Don't kill the bearer of bad news

#discuss #career #management #leadership

Have you ever been in a situation where you had to manage expectations of people who thought a software project was on track and delivering the required features would be easy? Having to explain technical debt, gaps in feature specifications and risky external dependencies?

It is scary to tell the unpleasant truth. You don't want to sound negative, decrease the team morale and make managers angry. And there might be managers or customers who will dislike people telling them such not-so-nice news. On the other hand, staying silent about problems and risks won't make them disappear. It is more likely they will only grow and suddenly blow up when it is too late to adjust plans and mitigate them.

People telling bad news early and accurately are important. And so are parts of the system doing the same.

In microservices architectures and many other real-world systems that have to be distributed it is common that a service, in order to execute a request, calls APIs of another service or services.

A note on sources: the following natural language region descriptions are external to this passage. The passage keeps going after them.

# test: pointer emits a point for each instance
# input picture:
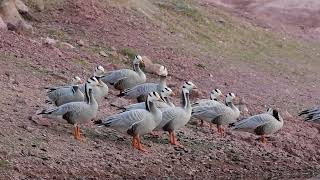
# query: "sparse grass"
(4, 164)
(129, 52)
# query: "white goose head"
(215, 94)
(189, 85)
(137, 60)
(76, 80)
(166, 92)
(99, 71)
(230, 97)
(163, 71)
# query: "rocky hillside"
(197, 41)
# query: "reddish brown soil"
(33, 147)
(299, 18)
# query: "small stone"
(67, 45)
(50, 41)
(104, 54)
(3, 25)
(80, 42)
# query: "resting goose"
(76, 112)
(126, 78)
(174, 118)
(165, 103)
(219, 114)
(136, 122)
(311, 115)
(262, 124)
(214, 95)
(69, 93)
(141, 90)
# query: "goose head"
(230, 97)
(137, 60)
(76, 80)
(163, 71)
(99, 71)
(189, 85)
(215, 94)
(92, 81)
(153, 96)
(276, 115)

Some architectures even contain dedicated services whose purpose is to translate the communication between two parts of the system, typically between a legacy application and new services or between in-house systems and external (hard-to-influence) services. Such services are often called a gateway, anti-corruption layer, adapter or facade.

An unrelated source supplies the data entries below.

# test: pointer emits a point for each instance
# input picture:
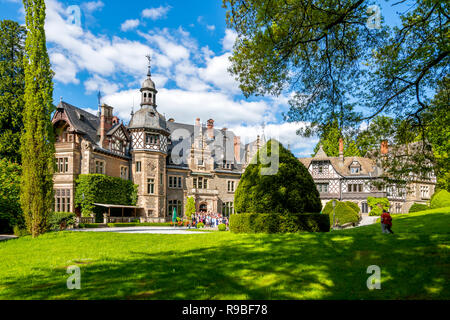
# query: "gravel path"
(157, 230)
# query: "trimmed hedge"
(99, 188)
(137, 224)
(61, 220)
(353, 205)
(344, 213)
(10, 212)
(416, 207)
(374, 205)
(89, 225)
(440, 199)
(279, 223)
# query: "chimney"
(106, 123)
(237, 149)
(341, 149)
(384, 147)
(210, 126)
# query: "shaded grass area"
(414, 264)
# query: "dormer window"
(355, 167)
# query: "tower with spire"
(149, 148)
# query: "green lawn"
(414, 264)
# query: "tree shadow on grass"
(414, 265)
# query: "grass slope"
(414, 264)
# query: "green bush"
(10, 211)
(99, 188)
(375, 203)
(20, 231)
(416, 207)
(288, 189)
(344, 213)
(89, 225)
(61, 220)
(440, 199)
(137, 224)
(278, 223)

It is not enough if these services can translate the data in positive scenarios. If something is not right, forwarding it as-is to the other side or even worse, ignoring it, can lead to issues that are hard to detect and fix.

Imagine a service A calling service B that in turn calls service C using a REST API. What should service B do if service C returns an HTTP 4xx status? Just forwarding the same error to A and/or writing it in a log using a generic exception handler won't do.

+-----------+        REST       +-----------+        REST       +-----------+
| Service A | --------------->  | Service B | --------------->  | Service C |
+-----------+        ??? <----  +-----------+     HTTP 4xx <--  +-----------+

Service B is supposed to translate between the worlds of C and A. It probably adds some more data and context when calling C, so C's response may make no sense to A and will be unusable to fix the problem.

4xx statuses in HTTP mean client error. But can we be sure it is A's fault if C returned a 4xx error? Service B should expect the most probable errors returned by C, detect them and translate them to responses that A understands.

For errors returned by C that B does not expect, it is not clear if they are caused by A or B, so to be on the safe side, it may be more correct to return a 500 (internal server error) to A because it is an error that B failed to identify.

Also, B should validate the data in the request from A. In case the data cannot be used to create a valid request for C, it should not even make the call to C and return a meaningful validation error to A. Skipping the validation may lead to strange hard-to-understand errors coming from C and forwarded to A or written to logs.

Correct error handling and logging at all levels of a software system is essential to prevent bad things from becoming even worse. Especially in distributed systems where it is very common that the original context is lost.

Top comments (1)

rokoss21 • Dec 15 '25

This applies not only to people, but to systems themselves.

A well-designed system should surface bad news early, explicitly, and in a form the next boundary can actually understand. Swallowing errors, forwarding them blindly, or translating everything into a generic failure just delays the moment when reality catches up.

Gateways, adapters, and anti-corruption layers exist precisely to preserve meaning across boundaries. If they fail to translate errors properly, they don’t just hide problems — they distort them. At that point, the system is lying, not protecting.

In my experience, most “unexpected outages” are simply ignored signals that were already there. The architecture didn’t lack data — it lacked honesty.

This is as much a technical responsibility as it is a leadership one.